Clearly, though, some were not designed for that kind of wind. One reason why? In 2008, Miami-Dade passed a law to require construction cranes in the county to withstand 145-mile winds. It was overturned by federal appeals court after a challenge from the construction industry, which argued that crane regulation was a workplace issue and not a matter of public safety.
Miami isn’t the only city wrestling with crane regulation. When Superstorm Sandy hit New York, high winds left a 26,000-pound boom dangling from the top of a 74-story building whose penthouse sold for $95 million. The building engineer later told the New York Times he thought the boom had an 80 percent chance of falling onto the busy street below, and the blocks around the site were under evacuation for several days.
Four years later, a crawler crane (mounted from a truck, not on top of a building) collapsed in New York during a blizzard, killing a 38-year-old man.

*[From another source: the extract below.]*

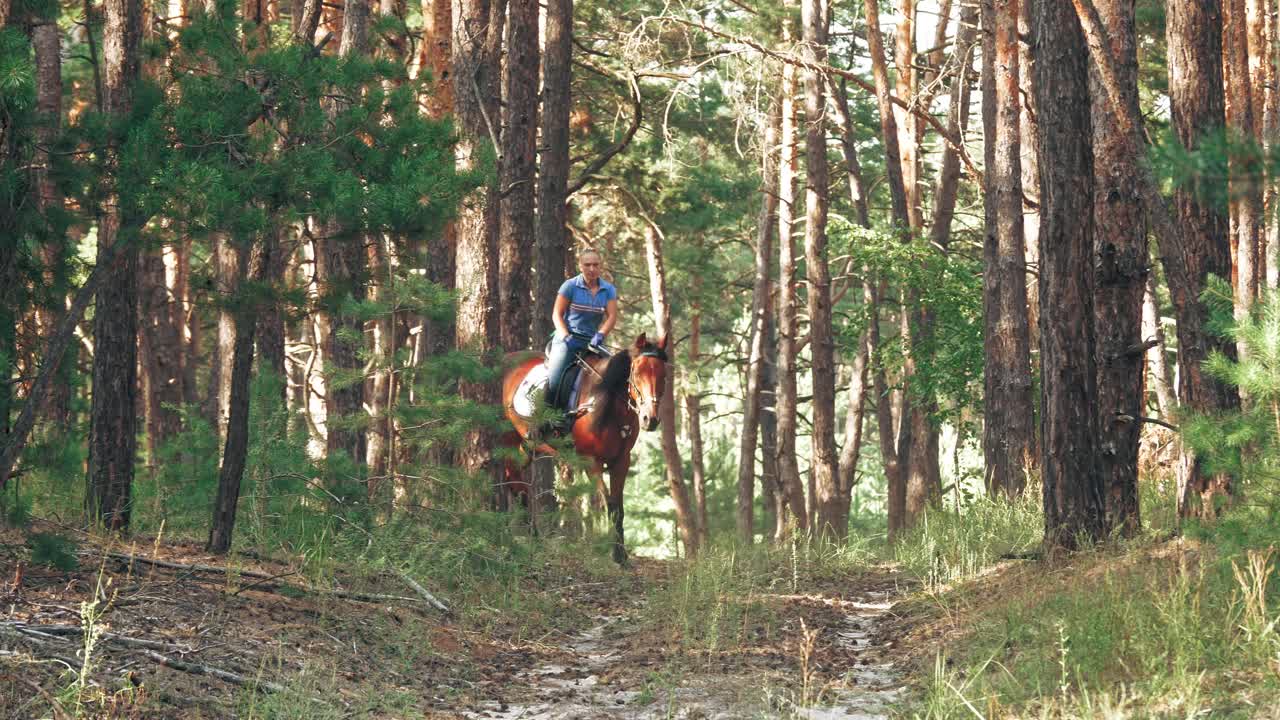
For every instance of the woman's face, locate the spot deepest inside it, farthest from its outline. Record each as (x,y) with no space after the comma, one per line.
(590,264)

The city reacted with strict new rules that the construction industry said were onerous and would grind work to a halt, driving up construction costs (and by extension, housing costs).

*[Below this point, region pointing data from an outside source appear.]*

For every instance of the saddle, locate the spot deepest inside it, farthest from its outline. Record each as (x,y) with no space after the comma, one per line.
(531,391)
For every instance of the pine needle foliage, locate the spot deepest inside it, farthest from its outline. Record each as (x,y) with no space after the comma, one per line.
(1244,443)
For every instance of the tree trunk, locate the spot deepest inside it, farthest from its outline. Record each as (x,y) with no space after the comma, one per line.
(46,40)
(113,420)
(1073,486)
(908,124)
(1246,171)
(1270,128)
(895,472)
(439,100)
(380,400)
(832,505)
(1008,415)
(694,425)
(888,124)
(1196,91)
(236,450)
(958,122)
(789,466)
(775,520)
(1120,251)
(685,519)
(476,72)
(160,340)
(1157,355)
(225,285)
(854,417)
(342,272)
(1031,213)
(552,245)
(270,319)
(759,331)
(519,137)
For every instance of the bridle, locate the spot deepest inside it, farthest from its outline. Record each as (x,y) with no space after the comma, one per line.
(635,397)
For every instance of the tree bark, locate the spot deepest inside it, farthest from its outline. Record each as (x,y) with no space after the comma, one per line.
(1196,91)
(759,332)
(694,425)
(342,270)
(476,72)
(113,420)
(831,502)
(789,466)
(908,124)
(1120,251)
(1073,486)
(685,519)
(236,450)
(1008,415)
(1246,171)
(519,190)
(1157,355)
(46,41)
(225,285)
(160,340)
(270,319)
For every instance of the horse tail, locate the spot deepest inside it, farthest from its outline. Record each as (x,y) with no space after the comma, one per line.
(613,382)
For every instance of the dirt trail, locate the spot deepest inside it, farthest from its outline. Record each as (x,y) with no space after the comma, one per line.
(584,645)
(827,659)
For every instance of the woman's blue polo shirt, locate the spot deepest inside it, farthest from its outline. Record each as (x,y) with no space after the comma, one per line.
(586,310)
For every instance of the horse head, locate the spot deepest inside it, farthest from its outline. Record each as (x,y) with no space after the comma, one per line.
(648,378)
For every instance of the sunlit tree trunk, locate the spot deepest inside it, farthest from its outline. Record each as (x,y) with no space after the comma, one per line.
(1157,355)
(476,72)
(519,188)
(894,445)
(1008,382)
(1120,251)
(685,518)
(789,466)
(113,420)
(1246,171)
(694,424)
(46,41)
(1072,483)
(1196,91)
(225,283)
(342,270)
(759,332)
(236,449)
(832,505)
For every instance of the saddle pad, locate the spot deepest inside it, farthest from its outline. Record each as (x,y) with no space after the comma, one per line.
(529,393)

Miami’s downtown residential boom is one of the few real urban revival stories in the U.S. Nearly all that growth has occurred since Hurricane Andrew in 1992; there are some signs that, despite post-Andrew revisions to the state’s building code, Miami’s high-rise architecture wasn’t quite ready for a storm like this.
And yet. Those cranes may be symbols of the folly of human settlement in South Florida, but they represent a very anomalous piece of the city. And one that is, all told, a slightly more sustainable proposition for life in the flood zone than the barely reclaimed swampland that constitutes much of South Florida’s urban development.